Still, there’s that monstrous engine. It’s the only V-8 ever to grace the engine bay of an XE, here mated to an eight-speed automatic transmission driving all four wheels. And this V-8 slays. In our acceleration tests, the Project 8 leapt off the line to reach 60 mph in 3.2 seconds and cleared the quarter mile in 11.4 seconds at 122 mph. Road test editor Chris Walton had nothing but praise for its straight-line ability. “Super fast but no harsh shifts, glorious sounds including the ‘furp’ between gears. Love this thing to pieces.”
Braking was equally as impressive, with the Project 8 needing only 104 feet to stop from 60 mph. Walton noted that there was “very little dive in the most aggressive drive mode, but some lightness in the rear of the car [when braking] from 100 mph.” We would soon discover that there was a solution for the dive, though frustratingly, we weren’t able to fully exploit it.

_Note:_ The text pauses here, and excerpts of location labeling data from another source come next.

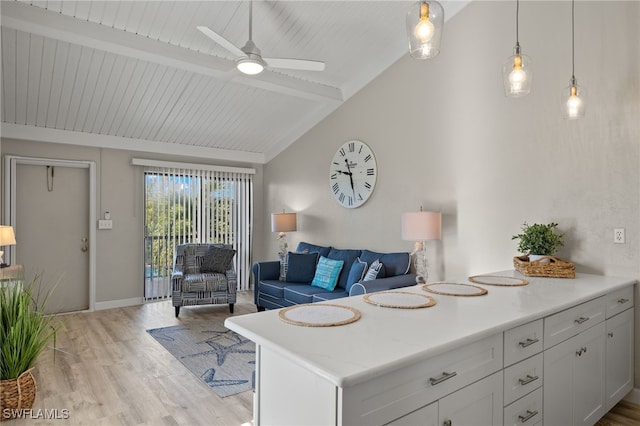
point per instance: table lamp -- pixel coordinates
(420, 227)
(7, 238)
(282, 223)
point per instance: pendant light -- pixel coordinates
(574, 95)
(516, 71)
(425, 20)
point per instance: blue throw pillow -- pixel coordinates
(301, 267)
(356, 273)
(327, 272)
(376, 270)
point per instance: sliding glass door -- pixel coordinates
(191, 205)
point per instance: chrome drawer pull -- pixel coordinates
(445, 376)
(528, 380)
(529, 416)
(528, 342)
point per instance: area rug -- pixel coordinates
(221, 358)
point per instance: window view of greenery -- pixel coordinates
(181, 209)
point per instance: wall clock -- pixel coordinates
(352, 174)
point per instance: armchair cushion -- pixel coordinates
(301, 267)
(217, 259)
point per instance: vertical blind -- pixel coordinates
(190, 205)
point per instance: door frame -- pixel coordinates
(10, 217)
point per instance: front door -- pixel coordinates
(52, 231)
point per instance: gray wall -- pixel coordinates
(120, 261)
(447, 138)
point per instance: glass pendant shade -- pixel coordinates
(517, 75)
(573, 101)
(425, 20)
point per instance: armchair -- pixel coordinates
(191, 285)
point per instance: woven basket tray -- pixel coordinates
(556, 267)
(17, 394)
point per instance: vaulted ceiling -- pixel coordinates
(138, 74)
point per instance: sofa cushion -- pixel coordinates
(217, 259)
(327, 273)
(394, 263)
(336, 294)
(376, 270)
(348, 256)
(301, 267)
(273, 288)
(356, 273)
(310, 248)
(301, 293)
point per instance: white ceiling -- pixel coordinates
(138, 74)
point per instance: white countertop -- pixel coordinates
(385, 339)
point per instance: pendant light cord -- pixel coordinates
(573, 41)
(517, 21)
(250, 20)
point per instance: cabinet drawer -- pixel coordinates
(619, 301)
(390, 396)
(522, 342)
(525, 411)
(566, 324)
(522, 378)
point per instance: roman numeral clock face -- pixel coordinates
(352, 174)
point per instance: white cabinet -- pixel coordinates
(574, 377)
(477, 404)
(619, 357)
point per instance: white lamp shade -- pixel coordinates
(421, 226)
(283, 222)
(7, 237)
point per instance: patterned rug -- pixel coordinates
(224, 360)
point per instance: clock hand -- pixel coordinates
(350, 177)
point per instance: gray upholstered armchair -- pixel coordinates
(203, 274)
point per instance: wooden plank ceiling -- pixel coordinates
(139, 75)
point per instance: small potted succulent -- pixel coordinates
(539, 240)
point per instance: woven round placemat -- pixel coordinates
(319, 315)
(469, 290)
(399, 300)
(498, 280)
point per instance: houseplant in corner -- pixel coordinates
(539, 240)
(25, 331)
(539, 243)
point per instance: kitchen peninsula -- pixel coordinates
(565, 344)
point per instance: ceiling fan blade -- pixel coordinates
(223, 42)
(295, 64)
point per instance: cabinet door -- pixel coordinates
(477, 404)
(574, 376)
(425, 416)
(619, 357)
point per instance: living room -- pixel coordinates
(445, 138)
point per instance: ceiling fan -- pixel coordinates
(249, 59)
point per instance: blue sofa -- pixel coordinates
(272, 293)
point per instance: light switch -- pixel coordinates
(105, 224)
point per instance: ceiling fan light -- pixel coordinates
(250, 66)
(425, 20)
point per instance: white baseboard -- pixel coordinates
(633, 396)
(118, 303)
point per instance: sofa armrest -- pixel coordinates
(381, 284)
(269, 270)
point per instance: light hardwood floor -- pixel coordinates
(109, 371)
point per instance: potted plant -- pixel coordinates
(25, 331)
(538, 240)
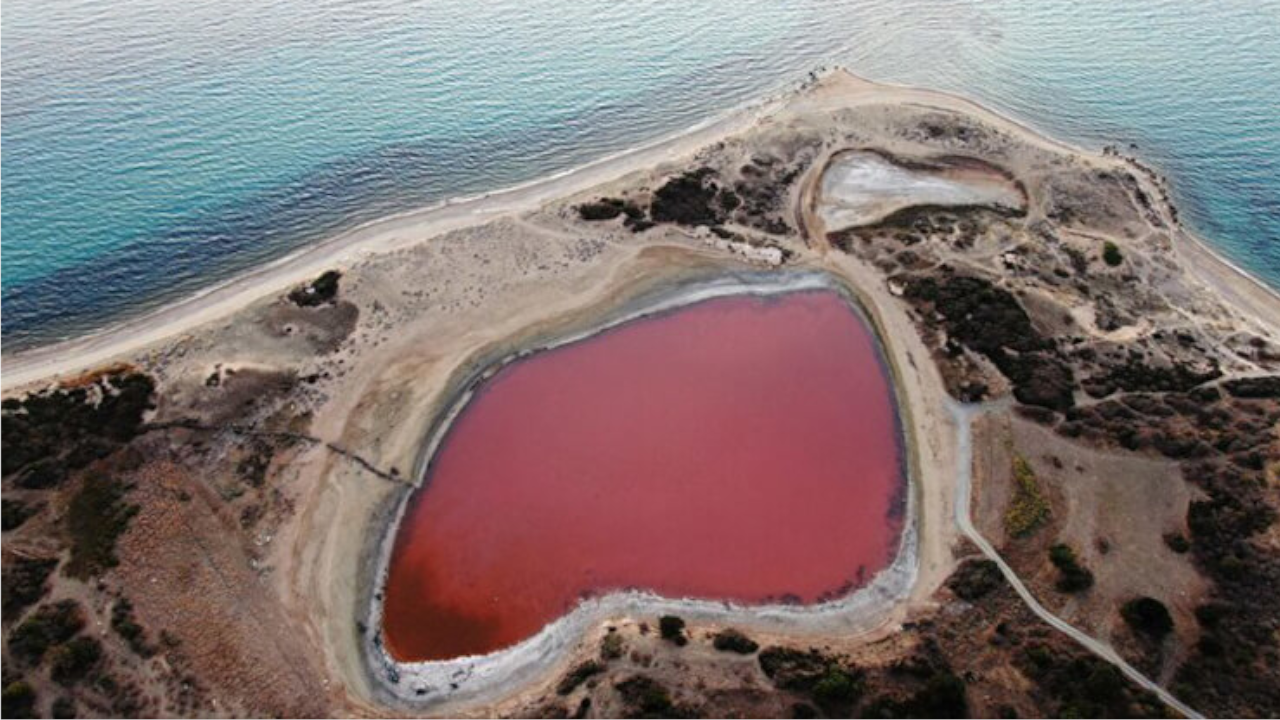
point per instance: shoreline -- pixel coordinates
(476, 679)
(389, 232)
(71, 356)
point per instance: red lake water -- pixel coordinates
(739, 449)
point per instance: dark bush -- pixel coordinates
(672, 629)
(837, 689)
(990, 320)
(732, 641)
(48, 627)
(96, 518)
(609, 208)
(691, 199)
(1148, 616)
(319, 291)
(65, 429)
(1266, 386)
(1111, 254)
(16, 513)
(24, 583)
(1178, 542)
(974, 579)
(1073, 577)
(72, 661)
(792, 669)
(63, 709)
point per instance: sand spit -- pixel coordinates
(480, 679)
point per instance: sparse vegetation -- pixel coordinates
(579, 675)
(672, 629)
(609, 208)
(16, 513)
(1084, 686)
(1028, 507)
(1147, 616)
(127, 627)
(96, 518)
(319, 291)
(974, 579)
(1073, 577)
(734, 641)
(611, 646)
(645, 697)
(942, 696)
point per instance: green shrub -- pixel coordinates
(19, 700)
(1111, 254)
(63, 707)
(1028, 509)
(837, 688)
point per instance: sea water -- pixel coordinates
(151, 147)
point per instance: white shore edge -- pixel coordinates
(478, 679)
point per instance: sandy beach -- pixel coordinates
(836, 90)
(432, 299)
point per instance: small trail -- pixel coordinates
(963, 415)
(190, 424)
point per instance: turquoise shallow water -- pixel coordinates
(151, 146)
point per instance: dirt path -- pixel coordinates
(963, 415)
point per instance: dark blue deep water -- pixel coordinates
(151, 147)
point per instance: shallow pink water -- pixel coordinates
(739, 449)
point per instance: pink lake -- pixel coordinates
(740, 449)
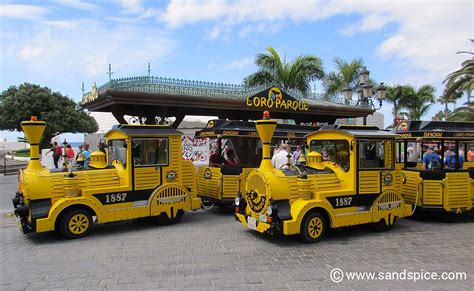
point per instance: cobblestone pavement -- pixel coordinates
(210, 250)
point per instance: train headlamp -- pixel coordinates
(269, 210)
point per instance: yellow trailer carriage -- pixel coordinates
(142, 174)
(219, 182)
(447, 186)
(349, 179)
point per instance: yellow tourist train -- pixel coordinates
(437, 162)
(350, 178)
(219, 182)
(142, 174)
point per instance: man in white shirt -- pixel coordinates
(280, 160)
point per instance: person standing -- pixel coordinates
(431, 160)
(57, 152)
(80, 157)
(470, 154)
(281, 158)
(296, 154)
(70, 154)
(87, 156)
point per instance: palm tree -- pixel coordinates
(346, 74)
(446, 99)
(439, 116)
(465, 113)
(461, 78)
(289, 75)
(398, 96)
(420, 101)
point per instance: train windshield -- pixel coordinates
(332, 150)
(117, 151)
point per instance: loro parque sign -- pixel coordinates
(274, 98)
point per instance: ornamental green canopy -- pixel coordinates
(152, 100)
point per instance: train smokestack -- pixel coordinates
(266, 128)
(33, 130)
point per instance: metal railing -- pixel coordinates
(200, 88)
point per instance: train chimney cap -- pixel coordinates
(266, 114)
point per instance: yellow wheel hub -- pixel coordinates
(315, 227)
(78, 224)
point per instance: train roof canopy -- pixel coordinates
(435, 129)
(159, 98)
(146, 130)
(358, 131)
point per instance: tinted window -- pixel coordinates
(332, 150)
(150, 152)
(117, 151)
(375, 154)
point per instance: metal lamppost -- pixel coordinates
(366, 92)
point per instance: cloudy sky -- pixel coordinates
(62, 43)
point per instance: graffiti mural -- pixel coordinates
(196, 149)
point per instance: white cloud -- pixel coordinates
(237, 64)
(22, 11)
(30, 52)
(77, 4)
(371, 22)
(50, 54)
(131, 6)
(421, 42)
(240, 63)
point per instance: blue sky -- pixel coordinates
(62, 43)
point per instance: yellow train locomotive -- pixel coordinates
(350, 178)
(142, 174)
(219, 182)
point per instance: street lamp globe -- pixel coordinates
(367, 90)
(381, 92)
(363, 75)
(347, 93)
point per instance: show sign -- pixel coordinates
(274, 98)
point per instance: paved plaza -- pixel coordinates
(210, 250)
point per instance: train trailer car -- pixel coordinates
(349, 179)
(437, 162)
(142, 174)
(219, 182)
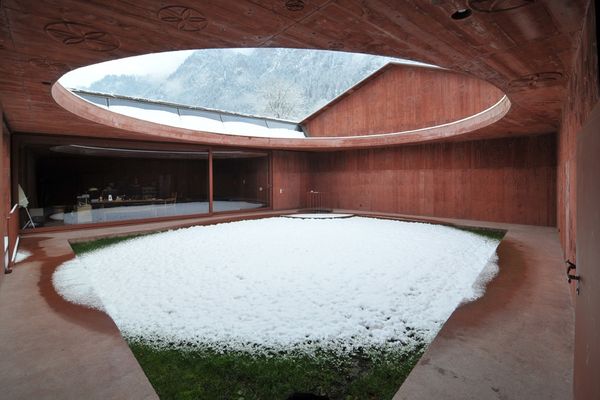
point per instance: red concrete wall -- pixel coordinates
(582, 95)
(586, 384)
(291, 179)
(4, 204)
(506, 180)
(403, 98)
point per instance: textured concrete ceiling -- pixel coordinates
(525, 47)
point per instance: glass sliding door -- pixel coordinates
(71, 184)
(240, 180)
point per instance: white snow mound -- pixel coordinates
(284, 283)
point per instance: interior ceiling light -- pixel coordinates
(461, 13)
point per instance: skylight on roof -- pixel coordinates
(286, 84)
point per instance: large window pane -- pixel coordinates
(240, 180)
(71, 184)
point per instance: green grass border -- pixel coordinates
(207, 374)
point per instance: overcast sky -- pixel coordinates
(158, 65)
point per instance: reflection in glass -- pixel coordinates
(240, 180)
(79, 184)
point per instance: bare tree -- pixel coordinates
(281, 99)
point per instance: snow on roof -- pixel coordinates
(196, 118)
(366, 79)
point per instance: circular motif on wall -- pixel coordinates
(498, 5)
(75, 33)
(44, 63)
(294, 5)
(540, 79)
(184, 18)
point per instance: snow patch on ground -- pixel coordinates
(319, 215)
(284, 283)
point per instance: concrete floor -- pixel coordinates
(516, 342)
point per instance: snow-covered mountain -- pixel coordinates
(282, 83)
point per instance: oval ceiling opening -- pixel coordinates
(291, 94)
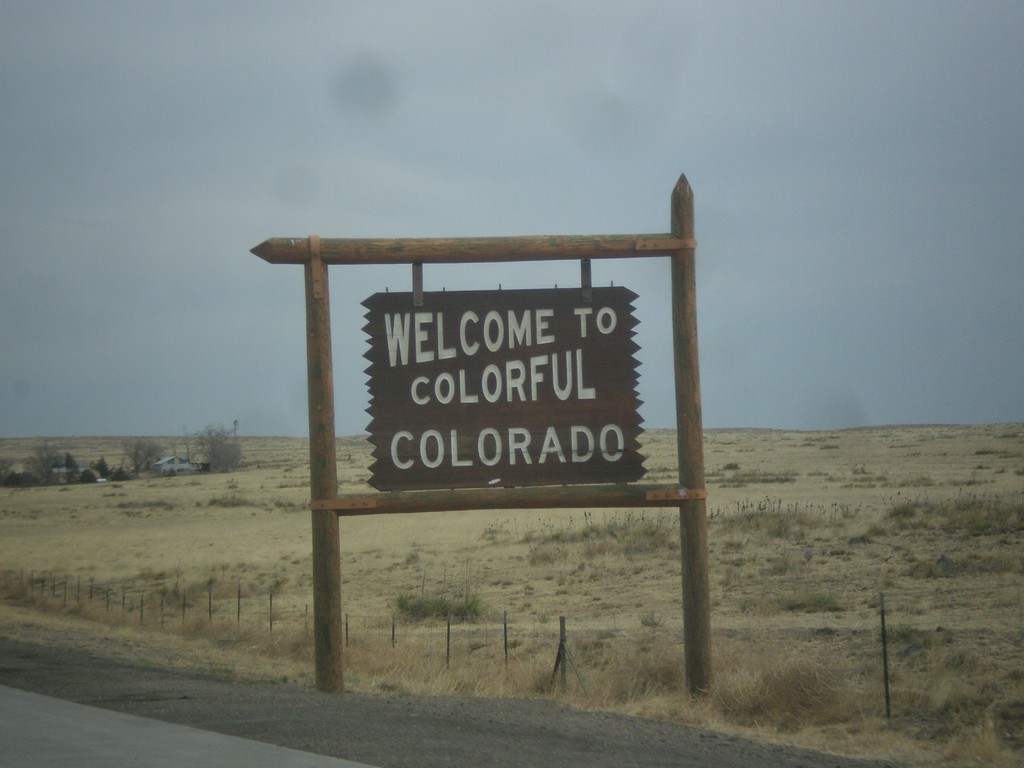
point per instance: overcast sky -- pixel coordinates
(857, 172)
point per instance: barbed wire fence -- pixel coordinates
(940, 626)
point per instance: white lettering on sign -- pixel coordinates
(419, 337)
(434, 450)
(514, 381)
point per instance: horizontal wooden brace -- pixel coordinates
(545, 497)
(470, 250)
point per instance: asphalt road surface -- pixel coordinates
(389, 731)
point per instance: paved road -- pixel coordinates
(37, 730)
(388, 731)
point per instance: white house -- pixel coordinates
(172, 465)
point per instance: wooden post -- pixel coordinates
(323, 476)
(692, 512)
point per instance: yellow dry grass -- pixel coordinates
(807, 530)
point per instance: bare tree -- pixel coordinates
(140, 453)
(218, 448)
(43, 461)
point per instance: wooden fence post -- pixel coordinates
(323, 476)
(692, 512)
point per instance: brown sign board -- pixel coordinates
(503, 388)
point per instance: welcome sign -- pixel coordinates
(503, 388)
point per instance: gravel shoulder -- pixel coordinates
(387, 731)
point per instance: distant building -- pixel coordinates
(172, 465)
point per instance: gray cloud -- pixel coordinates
(856, 170)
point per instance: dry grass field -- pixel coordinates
(808, 530)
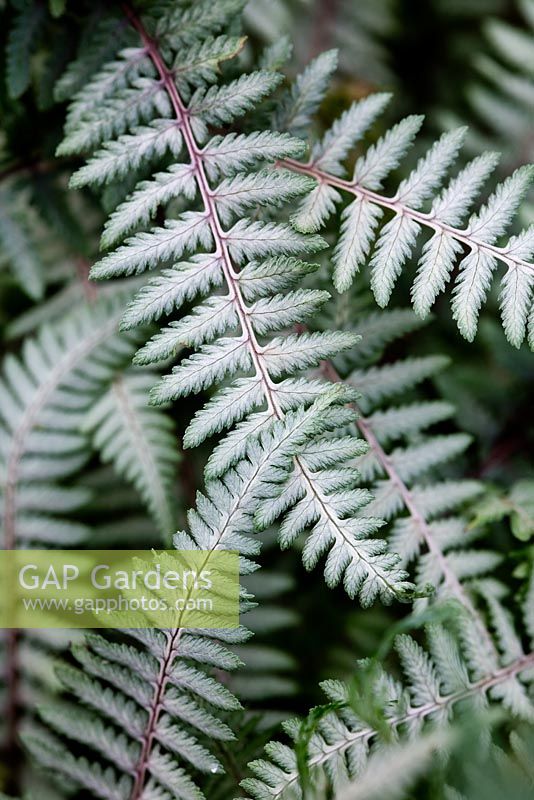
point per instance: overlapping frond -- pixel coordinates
(244, 270)
(138, 439)
(382, 229)
(451, 674)
(45, 396)
(152, 704)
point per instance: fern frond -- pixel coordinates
(44, 398)
(343, 745)
(146, 696)
(414, 207)
(138, 439)
(252, 260)
(425, 530)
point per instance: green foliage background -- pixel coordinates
(433, 55)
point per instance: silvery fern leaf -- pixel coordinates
(241, 348)
(342, 745)
(45, 395)
(415, 206)
(139, 440)
(404, 460)
(153, 697)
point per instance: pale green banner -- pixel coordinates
(119, 589)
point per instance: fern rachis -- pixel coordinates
(368, 569)
(361, 219)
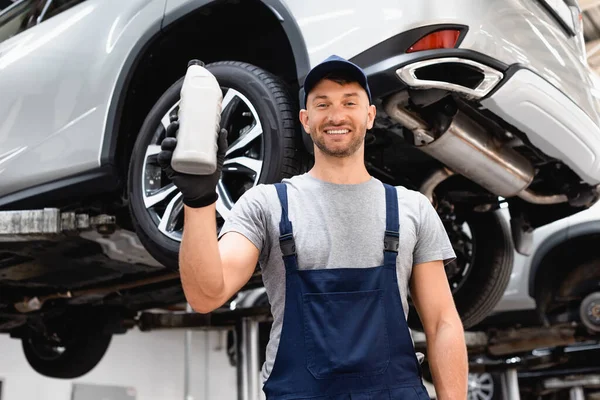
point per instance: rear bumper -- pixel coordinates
(549, 118)
(552, 121)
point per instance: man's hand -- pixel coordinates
(197, 190)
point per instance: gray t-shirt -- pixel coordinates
(334, 226)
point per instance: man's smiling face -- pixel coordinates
(337, 117)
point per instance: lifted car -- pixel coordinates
(479, 104)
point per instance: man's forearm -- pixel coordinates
(448, 362)
(199, 258)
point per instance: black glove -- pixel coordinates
(197, 190)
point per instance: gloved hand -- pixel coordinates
(197, 190)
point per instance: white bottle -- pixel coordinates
(199, 120)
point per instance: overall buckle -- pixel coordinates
(391, 241)
(287, 244)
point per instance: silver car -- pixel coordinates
(480, 103)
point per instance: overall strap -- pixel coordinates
(286, 233)
(391, 241)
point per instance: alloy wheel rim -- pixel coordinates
(481, 387)
(242, 167)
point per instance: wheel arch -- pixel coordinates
(136, 90)
(556, 253)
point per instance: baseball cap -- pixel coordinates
(335, 64)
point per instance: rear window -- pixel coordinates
(24, 14)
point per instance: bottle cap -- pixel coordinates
(195, 62)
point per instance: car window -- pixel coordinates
(24, 14)
(19, 17)
(55, 7)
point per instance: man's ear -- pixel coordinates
(304, 120)
(371, 116)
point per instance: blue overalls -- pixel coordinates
(344, 334)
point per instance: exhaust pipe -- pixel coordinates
(467, 149)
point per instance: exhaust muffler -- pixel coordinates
(467, 149)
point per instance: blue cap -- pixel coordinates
(334, 64)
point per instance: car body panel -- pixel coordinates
(518, 294)
(83, 73)
(52, 126)
(512, 31)
(551, 121)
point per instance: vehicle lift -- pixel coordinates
(44, 224)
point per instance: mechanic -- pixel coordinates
(337, 249)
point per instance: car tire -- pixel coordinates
(80, 354)
(273, 110)
(492, 261)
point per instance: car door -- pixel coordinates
(59, 64)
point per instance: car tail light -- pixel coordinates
(437, 40)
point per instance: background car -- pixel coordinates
(479, 104)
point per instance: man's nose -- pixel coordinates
(336, 116)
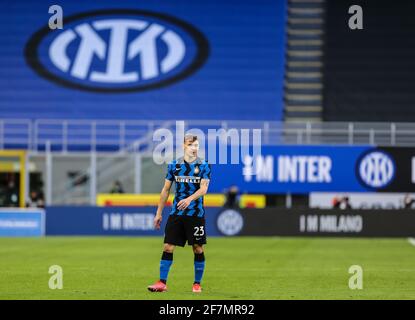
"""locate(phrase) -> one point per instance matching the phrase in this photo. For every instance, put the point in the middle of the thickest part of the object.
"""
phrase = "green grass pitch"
(236, 268)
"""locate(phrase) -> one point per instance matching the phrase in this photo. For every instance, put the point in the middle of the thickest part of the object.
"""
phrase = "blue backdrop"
(182, 59)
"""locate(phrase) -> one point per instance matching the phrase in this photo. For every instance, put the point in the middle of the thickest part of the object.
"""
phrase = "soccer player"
(186, 221)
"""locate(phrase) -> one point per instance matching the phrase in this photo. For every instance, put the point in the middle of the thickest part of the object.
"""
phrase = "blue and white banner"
(149, 59)
(22, 222)
(304, 169)
(127, 221)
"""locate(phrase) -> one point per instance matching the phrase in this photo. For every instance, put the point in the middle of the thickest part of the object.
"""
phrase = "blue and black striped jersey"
(187, 177)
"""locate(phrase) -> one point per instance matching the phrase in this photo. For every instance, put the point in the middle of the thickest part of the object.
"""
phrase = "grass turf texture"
(236, 268)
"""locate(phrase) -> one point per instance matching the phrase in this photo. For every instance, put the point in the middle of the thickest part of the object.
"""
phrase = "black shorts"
(180, 229)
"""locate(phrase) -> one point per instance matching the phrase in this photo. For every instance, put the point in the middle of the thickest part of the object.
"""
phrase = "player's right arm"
(164, 195)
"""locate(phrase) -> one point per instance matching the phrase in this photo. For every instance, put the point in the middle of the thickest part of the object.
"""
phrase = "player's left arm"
(204, 185)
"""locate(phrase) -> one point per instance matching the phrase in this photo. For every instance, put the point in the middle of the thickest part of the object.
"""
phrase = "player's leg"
(199, 265)
(166, 261)
(173, 235)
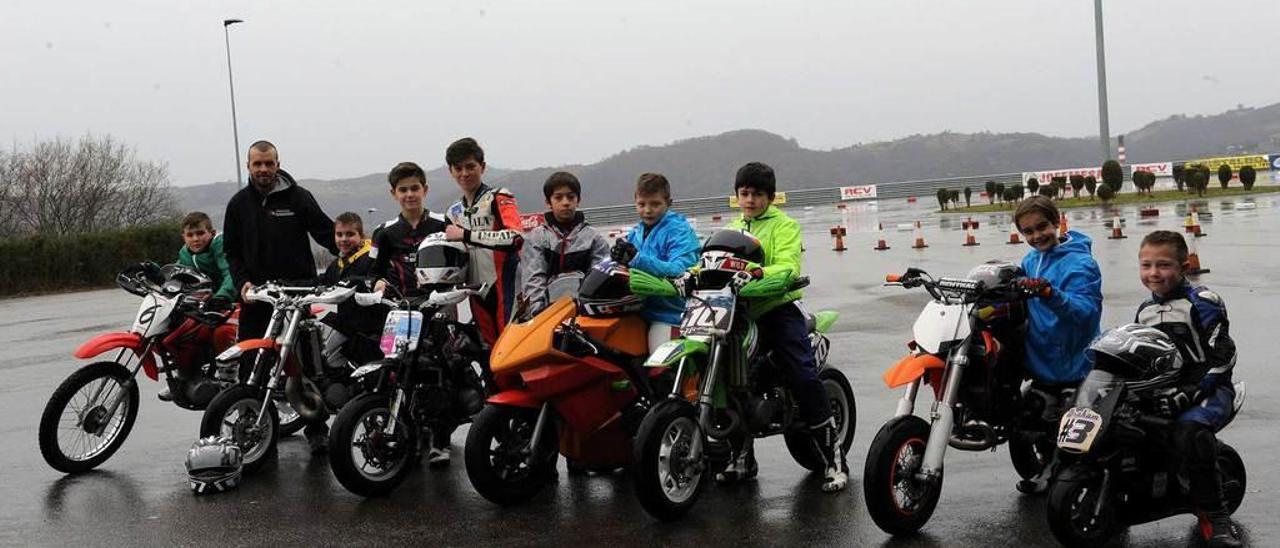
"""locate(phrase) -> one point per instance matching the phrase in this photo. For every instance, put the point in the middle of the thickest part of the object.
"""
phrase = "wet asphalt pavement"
(140, 496)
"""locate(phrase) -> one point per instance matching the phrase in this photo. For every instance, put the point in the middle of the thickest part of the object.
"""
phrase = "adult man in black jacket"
(265, 238)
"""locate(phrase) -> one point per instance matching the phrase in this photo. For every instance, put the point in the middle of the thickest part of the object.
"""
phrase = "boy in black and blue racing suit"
(1203, 400)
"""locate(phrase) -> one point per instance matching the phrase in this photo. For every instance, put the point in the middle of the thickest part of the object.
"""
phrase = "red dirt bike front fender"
(108, 342)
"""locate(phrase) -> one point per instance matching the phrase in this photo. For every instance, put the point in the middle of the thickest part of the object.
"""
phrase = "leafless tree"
(63, 187)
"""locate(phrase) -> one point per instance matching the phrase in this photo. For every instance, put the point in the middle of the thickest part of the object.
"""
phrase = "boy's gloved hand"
(744, 277)
(1175, 402)
(1036, 287)
(622, 252)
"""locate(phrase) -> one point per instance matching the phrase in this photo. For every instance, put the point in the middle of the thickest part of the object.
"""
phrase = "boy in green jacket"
(204, 251)
(782, 323)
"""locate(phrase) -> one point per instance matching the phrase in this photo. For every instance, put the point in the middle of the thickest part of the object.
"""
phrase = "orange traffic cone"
(969, 238)
(919, 237)
(1193, 259)
(1116, 231)
(880, 243)
(1013, 236)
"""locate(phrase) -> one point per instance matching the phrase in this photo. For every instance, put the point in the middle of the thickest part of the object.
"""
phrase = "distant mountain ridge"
(704, 167)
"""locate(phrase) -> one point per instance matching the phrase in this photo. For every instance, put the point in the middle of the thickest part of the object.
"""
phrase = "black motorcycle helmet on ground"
(607, 292)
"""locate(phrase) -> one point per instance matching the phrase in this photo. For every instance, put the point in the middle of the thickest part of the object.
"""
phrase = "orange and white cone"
(880, 243)
(969, 240)
(1194, 266)
(919, 237)
(1116, 231)
(1013, 236)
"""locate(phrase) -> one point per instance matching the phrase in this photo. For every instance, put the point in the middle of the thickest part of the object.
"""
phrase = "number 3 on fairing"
(1078, 429)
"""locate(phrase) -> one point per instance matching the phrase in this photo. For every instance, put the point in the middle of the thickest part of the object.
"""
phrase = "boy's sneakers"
(438, 456)
(836, 474)
(1220, 531)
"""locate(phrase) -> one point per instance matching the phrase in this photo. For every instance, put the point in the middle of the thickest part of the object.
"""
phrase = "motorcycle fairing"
(117, 341)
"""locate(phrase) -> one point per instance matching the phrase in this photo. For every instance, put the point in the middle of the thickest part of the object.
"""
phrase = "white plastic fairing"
(152, 316)
(940, 324)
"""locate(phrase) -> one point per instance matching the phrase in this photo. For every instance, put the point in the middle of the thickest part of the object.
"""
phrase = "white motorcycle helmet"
(440, 263)
(214, 465)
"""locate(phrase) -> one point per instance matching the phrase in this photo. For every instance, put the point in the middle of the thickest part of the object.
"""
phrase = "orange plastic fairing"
(530, 343)
(910, 368)
(627, 334)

One of the most interesting things about the Project 8 is that it offers not one, but two Track modes. The first is software based: A push of a button on the console quickens steering and throttle responses and permits more leeway in the stability control thresholds.
The second Track Mode requires some hands-on tweaking to the suspension and aerodynamics. The front splitter is extended, the rear wing’s angle is adjusted, and the ride height is lowered 0.6 inches through adjustable coil springs. Despite needing some tools, it’s still a fairly straightforward operation, but Jaguar insisted on handling the adjustments themselves in-house before trailering it to the track. Most Project 8 owners should be able to make these changes on their own.
This was exciting. Our plans were to lap the Project 8 exclusively in Track mode and conduct instrumented testing in both Street and Track modes to see how they differed. (The push-button Track mode was used for both.) We were especially curious to see if the lowered setting reduced dive during heavy braking.
Pushing the button was easy. The instrument panel confirmed our choice with a neat helmet-shaped icon on the display, though Randy was disappointed by the lack of information. “I couldn’t get any gauges up. I was surprised in the Track mode with the little helmet up that there were no gauges, no temperatures. I was curious on the fourth lap if the engine was getting warm … and I couldn’t find it.”